Three Allocators, Three Failure Modes: What Meilisearch Found Under the Hood

Clément Renault published an investigation into Meilisearch’s memory allocator choices that is worth reading carefully, because it surfaces something most allocator comparisons skip. The interesting result is not which allocator wins on throughput benchmarks. The interesting result is that jemalloc, bumpalo, and mimalloc each fail in a categorically different way, and diagnosing one failure mode will not help you find the others.

This matters if you are running a Rust service in production and watching RSS climb.
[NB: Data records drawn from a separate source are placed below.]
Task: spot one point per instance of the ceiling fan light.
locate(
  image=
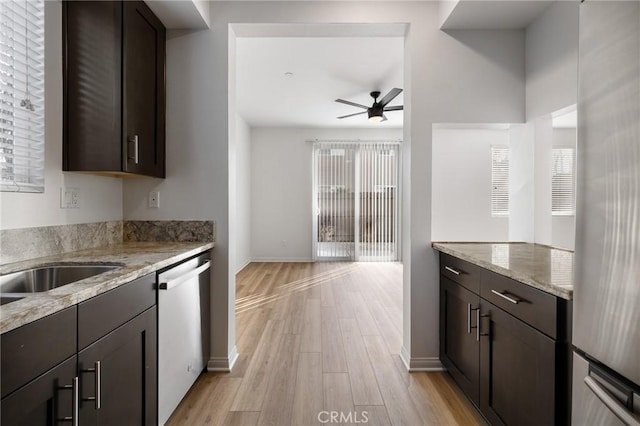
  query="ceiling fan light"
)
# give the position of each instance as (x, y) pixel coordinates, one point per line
(375, 114)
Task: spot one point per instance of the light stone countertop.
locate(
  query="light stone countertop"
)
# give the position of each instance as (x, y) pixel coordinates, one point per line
(545, 268)
(136, 259)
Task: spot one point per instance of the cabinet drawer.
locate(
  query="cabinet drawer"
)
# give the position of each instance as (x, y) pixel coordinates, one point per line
(460, 271)
(106, 312)
(533, 306)
(34, 348)
(40, 399)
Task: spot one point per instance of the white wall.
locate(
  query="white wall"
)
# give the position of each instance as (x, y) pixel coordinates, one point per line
(243, 194)
(100, 197)
(281, 188)
(461, 200)
(552, 59)
(470, 76)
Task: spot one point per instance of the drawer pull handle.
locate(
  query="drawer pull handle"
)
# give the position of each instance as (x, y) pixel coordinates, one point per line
(469, 309)
(97, 370)
(453, 271)
(479, 318)
(511, 299)
(136, 149)
(75, 402)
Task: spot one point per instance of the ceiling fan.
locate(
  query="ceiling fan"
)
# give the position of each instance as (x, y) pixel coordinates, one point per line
(377, 110)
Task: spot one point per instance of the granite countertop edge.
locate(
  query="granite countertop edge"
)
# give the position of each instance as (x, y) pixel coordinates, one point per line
(135, 260)
(560, 291)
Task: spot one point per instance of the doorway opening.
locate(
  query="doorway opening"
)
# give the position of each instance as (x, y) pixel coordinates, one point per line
(356, 201)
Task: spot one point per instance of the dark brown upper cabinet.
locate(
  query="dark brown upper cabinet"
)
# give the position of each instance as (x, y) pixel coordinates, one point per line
(114, 88)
The tools and intuitions you bring to the investigation depend on which failure mode you are dealing with.

The Workload That Makes Allocators Matter

Meilisearch has a memory profile that stresses allocators in two distinct phases. During indexing, the pipeline allocates many varied-size structures: inverted index builders, field norms, prefix trees, intermediate sort buffers. These allocations are short-lived but varied in size, which is exactly the workload that exposes fragmentation. During search, allocations are smaller and more uniform, scoped to individual queries. The system also uses LMDB for its primary data store, which relies on mmap, so some RSS comes from OS page cache rather than the heap allocator at all. Separating those two sources is the first diagnostic challenge.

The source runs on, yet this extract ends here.